Fenella Grace (nee Muir) (Aunt Fenny)
Fenny is the younger sister of Mildred Layton. She is more outgoing and fun-loving than Mildred. She notices that Sarah does not seem to have quite the right attitude towards British administration of India and she worries that that puts off potential suitors, such as Teddie Bingham, who showed interest in Sarah before switching to Susan.
("Fenny" or "feni" is also an Indian term for a type of intoxicating drink made from coconut or cashews.)
Ethel Manners (Lady Manners)
Lady Manners is the widow of Sir Henry Manners, a former governor of the unnamed province. In The Jewel in the Crown, her niece, Daphne Manners, fell in love with an Indian, Hari Kumar. Daphne was the victim of a gang rape during a riot that became a cause celebre among the English in India and Kumar was arrested as a suspect. Lady Manners, who has taken custody of Daphne's daughter, Parvati, is a ghostly presence to Pankot society. She seems to be everywhere but nowhere, with people catching only glimpses of her or seeing her signature in guest books after she has gone. Her existence is a kind of reminder of the past, both honorable and not and of an unknown future.
Capt. Kevin Coley
Coley is the adjutant for the 1st Pankot Rifles. He is rather too old for his position and his lack of ambition in seeking an assignment elsewhere puzzles Pankot society. His secret is that he has stuck around because he is having an affair with Mildred Layton, the wife of the commanding officer of the Rifles, who is interned in a German prisoner-of-war camp.
Hari Kumar
Hari Kumar is an Indian raised as an Englishman and educated at a highly regarded public school, Chillingborough. Upon returning to India, he found himself isolated from both the Indians and the English until he met Daphne Manners, as recounted in The Jewel in the Crown. His affair with Daphne ended tragically when she was gang-raped by a mob and he was held as a suspect by Ronald Merrick. The police were unable to make any charges stick, but they hauled Kumar off to Kandipat prison as a political subversive.
Col. John Layton
Colonel Layton is the commanding officer of the 1st Pankot Rifles, headquartered in Pankot and Ranpur. He is also the patriarch of the Layton family. He is the product of Chillingborough, the same exclusive school that Hari Kumar and Daphne's brother attended. For much of the novel, he is being held in a German prisoner-of-war camp.

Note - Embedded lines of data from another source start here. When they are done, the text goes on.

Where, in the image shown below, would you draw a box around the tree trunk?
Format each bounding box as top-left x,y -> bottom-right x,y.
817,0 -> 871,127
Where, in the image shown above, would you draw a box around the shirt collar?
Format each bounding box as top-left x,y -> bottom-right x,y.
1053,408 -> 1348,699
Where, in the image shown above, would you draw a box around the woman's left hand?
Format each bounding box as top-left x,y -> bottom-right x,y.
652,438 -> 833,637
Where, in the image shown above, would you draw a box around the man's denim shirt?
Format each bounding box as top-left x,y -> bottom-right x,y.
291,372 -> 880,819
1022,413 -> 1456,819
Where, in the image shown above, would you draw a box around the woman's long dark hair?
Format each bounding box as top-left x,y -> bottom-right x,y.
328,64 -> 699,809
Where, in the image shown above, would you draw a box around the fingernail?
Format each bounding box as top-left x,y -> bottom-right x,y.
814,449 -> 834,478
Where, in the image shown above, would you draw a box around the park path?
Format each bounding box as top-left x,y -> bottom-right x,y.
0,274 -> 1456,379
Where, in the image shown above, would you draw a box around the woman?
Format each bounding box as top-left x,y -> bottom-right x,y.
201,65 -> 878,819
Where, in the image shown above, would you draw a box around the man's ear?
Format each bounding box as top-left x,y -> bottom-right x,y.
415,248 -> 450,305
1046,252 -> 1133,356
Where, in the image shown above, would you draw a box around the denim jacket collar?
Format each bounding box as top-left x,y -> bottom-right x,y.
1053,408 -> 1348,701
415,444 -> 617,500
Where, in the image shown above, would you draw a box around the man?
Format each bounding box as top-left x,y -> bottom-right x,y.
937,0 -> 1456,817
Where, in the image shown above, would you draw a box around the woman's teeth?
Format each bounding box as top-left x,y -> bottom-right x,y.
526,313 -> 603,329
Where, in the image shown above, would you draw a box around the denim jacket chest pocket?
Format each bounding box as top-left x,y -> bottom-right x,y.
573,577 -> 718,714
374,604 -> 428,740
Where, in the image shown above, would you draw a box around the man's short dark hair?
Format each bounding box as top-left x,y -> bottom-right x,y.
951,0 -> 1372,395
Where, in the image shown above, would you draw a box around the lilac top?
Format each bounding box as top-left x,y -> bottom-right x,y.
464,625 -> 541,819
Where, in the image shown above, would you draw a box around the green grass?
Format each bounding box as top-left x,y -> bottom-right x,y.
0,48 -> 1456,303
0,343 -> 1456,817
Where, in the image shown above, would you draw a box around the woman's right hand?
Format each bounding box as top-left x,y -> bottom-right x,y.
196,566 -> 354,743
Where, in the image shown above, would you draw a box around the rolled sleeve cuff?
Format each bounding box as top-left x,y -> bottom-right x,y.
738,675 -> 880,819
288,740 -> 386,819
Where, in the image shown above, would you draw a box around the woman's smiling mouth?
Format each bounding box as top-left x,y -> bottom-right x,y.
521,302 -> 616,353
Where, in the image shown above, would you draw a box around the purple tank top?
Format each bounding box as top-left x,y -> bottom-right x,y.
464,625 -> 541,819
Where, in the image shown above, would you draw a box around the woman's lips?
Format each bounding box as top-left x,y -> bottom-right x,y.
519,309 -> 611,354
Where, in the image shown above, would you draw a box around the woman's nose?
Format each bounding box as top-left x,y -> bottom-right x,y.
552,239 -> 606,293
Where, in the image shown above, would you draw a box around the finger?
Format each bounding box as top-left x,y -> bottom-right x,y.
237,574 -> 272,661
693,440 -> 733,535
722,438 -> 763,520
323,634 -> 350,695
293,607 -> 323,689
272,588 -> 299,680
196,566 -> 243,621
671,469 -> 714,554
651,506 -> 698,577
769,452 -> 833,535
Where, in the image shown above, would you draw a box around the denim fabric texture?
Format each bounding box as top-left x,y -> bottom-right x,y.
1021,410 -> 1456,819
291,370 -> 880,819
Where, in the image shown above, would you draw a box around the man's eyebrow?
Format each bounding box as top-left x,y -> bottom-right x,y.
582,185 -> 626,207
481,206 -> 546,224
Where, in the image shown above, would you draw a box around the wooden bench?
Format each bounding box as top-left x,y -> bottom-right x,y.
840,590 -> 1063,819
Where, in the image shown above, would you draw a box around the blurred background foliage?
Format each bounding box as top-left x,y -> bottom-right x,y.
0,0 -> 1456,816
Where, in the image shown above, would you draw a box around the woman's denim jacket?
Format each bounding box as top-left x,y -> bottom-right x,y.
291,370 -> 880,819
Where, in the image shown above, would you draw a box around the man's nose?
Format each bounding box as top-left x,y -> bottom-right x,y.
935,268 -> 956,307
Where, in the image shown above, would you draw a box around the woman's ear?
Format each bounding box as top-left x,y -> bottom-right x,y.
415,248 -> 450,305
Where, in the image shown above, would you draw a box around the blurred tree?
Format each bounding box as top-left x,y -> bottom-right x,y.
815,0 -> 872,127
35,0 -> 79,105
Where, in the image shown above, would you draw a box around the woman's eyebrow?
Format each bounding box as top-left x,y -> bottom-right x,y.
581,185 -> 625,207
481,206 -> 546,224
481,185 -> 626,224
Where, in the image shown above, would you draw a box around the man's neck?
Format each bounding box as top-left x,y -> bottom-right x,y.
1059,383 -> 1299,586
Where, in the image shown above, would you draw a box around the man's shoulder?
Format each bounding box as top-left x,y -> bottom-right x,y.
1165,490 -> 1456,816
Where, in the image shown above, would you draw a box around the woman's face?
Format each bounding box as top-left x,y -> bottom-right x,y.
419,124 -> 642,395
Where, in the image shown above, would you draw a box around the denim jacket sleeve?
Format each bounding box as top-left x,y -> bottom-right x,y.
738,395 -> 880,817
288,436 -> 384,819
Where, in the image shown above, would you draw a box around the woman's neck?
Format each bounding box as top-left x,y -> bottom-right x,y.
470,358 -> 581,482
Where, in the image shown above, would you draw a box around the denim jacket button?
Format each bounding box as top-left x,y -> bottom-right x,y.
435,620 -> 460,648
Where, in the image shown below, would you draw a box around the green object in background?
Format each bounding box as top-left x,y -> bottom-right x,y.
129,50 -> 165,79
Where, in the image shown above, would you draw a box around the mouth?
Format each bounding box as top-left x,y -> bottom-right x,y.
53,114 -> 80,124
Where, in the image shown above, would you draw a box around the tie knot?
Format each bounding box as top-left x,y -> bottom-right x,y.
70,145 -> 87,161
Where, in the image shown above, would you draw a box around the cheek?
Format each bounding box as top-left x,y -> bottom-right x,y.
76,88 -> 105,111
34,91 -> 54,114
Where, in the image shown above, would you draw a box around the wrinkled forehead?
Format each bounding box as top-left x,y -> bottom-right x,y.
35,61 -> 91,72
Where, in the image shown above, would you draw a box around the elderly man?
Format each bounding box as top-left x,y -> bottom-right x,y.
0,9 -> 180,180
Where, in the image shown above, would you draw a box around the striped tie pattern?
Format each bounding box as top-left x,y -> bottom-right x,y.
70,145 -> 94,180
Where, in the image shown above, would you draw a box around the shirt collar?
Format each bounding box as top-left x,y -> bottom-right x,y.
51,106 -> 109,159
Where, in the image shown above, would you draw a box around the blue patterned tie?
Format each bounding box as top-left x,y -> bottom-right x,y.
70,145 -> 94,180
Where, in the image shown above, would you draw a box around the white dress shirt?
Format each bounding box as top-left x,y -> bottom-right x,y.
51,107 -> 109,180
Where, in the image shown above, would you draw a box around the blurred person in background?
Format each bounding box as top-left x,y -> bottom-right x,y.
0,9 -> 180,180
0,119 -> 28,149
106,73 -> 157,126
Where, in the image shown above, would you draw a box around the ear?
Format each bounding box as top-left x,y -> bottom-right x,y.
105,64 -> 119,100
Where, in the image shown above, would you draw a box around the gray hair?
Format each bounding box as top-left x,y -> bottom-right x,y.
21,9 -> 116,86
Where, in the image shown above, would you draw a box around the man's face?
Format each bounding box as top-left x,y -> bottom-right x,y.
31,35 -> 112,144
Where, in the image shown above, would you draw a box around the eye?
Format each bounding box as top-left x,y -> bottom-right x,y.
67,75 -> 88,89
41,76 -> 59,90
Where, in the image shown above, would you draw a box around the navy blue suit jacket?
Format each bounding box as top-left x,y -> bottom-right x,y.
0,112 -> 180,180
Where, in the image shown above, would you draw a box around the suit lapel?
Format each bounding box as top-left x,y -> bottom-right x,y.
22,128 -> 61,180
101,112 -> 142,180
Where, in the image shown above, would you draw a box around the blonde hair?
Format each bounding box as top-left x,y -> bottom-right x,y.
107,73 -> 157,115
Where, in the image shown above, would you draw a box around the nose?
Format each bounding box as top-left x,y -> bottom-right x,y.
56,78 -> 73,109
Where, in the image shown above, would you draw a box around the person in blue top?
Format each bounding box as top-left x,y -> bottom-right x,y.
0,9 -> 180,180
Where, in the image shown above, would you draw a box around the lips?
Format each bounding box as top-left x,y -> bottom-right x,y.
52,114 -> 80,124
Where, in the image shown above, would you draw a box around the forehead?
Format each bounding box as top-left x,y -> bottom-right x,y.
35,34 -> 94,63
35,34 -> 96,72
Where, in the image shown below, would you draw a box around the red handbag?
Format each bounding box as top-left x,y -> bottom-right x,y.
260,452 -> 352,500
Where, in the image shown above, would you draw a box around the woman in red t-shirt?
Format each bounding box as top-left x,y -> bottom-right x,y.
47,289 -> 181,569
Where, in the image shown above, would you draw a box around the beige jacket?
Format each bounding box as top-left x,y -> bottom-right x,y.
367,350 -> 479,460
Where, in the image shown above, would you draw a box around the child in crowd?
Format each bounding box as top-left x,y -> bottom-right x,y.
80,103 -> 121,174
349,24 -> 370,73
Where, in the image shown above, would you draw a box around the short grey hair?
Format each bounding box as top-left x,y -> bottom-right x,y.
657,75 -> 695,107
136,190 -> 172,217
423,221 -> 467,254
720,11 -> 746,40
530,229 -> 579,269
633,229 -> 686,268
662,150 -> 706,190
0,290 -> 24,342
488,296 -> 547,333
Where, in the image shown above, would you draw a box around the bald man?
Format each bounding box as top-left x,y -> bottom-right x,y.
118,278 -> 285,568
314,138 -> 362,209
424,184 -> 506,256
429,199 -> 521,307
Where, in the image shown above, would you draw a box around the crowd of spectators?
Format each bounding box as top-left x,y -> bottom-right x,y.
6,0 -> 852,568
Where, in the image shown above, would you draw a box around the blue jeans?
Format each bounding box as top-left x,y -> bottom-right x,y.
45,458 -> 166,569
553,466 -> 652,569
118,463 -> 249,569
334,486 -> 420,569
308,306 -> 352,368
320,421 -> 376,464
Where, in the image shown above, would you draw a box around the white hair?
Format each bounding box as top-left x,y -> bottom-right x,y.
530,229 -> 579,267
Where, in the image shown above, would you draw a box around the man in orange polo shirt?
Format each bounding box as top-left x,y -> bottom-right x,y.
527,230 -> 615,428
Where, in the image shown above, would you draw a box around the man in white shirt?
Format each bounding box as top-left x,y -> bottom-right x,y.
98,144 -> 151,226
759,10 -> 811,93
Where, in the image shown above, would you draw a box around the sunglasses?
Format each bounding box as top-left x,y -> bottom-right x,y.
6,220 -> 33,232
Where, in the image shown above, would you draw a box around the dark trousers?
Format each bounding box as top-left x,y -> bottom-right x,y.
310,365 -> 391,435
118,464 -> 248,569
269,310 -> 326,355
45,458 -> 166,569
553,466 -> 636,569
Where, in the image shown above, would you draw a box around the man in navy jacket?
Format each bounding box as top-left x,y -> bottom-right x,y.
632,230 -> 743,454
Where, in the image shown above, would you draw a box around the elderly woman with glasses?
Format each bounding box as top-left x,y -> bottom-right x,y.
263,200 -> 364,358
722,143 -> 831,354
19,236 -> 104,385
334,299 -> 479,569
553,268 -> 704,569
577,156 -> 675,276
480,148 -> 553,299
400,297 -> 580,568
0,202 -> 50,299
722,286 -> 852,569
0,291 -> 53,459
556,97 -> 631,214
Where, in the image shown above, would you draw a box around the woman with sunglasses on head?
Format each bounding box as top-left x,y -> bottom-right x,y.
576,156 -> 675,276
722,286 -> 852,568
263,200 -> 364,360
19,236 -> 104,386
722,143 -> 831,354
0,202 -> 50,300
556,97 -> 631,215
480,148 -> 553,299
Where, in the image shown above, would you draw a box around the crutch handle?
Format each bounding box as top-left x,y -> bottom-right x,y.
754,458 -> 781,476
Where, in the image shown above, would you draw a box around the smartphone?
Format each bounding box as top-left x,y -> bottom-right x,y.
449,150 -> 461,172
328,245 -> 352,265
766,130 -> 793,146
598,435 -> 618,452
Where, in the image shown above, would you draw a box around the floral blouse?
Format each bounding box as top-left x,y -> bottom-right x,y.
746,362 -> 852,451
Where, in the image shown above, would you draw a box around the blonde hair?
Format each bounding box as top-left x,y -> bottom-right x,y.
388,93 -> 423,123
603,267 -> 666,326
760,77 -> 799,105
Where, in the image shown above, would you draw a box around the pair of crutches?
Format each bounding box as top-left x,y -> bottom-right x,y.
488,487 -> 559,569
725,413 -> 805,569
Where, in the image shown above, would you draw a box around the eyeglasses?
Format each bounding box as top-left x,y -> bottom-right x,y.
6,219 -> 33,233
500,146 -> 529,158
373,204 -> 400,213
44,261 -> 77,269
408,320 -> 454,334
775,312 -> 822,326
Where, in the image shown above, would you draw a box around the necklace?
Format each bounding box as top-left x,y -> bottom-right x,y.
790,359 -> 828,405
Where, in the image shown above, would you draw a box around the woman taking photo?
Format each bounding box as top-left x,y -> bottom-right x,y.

Maj./Lt. Col. Arthur Grace (Uncle Arthur)
Major Grace is the husband of Aunt Fenny and is an officer in the educational corps, stationed in Calcutta, where he is promoted to the rank of lieutenant colonel.
Pandit V. N. Baba
"Pandit Baba" is the alias of a man who has connections with Indian nationalists. A devout Hindu, Pandit Baba is respected in the Indian community of Mirat and elsewhere. Having been present in Mayapore during the riots, the rape of Daphne Manners, and the brutal treatment of Hari Kumar and his fellows, Pandit Baba has made it his mission to take revenge on Ronald Merrick. Merrick occasionally finds signs of Pandit Baba's scrutiny, but he can do nothing to act against him. Pandit Baba lectures Ahmed Kasim on the importance of preserving his Indian cultural identity and criticizes him for speaking only English and wearing western clothes.
Capt. Dicky Beauvais
Beauvais is a young officer in Pankot who becomes romantically interested in Sarah Layton. Mildred discourages this attachment, having envisaged him as a husband for Susan.
Edgar Maybrick
Mr. Maybrick is the organist at the church in Pankot and a friend of Barbie Batchelor.
Critical reception
In a 1971 book review in Kirkus Reviews, an anonymous reviewer wrote the novel "retains the patient pace of the previous narratives and yet accelerates in stress as the raj era ends." The review summarized; "Old style, responsible artistry with a sustained and tireless vision."[1]
References
- ^ "The Towers of Silence". Kirkus Reviews. 24 February 1971.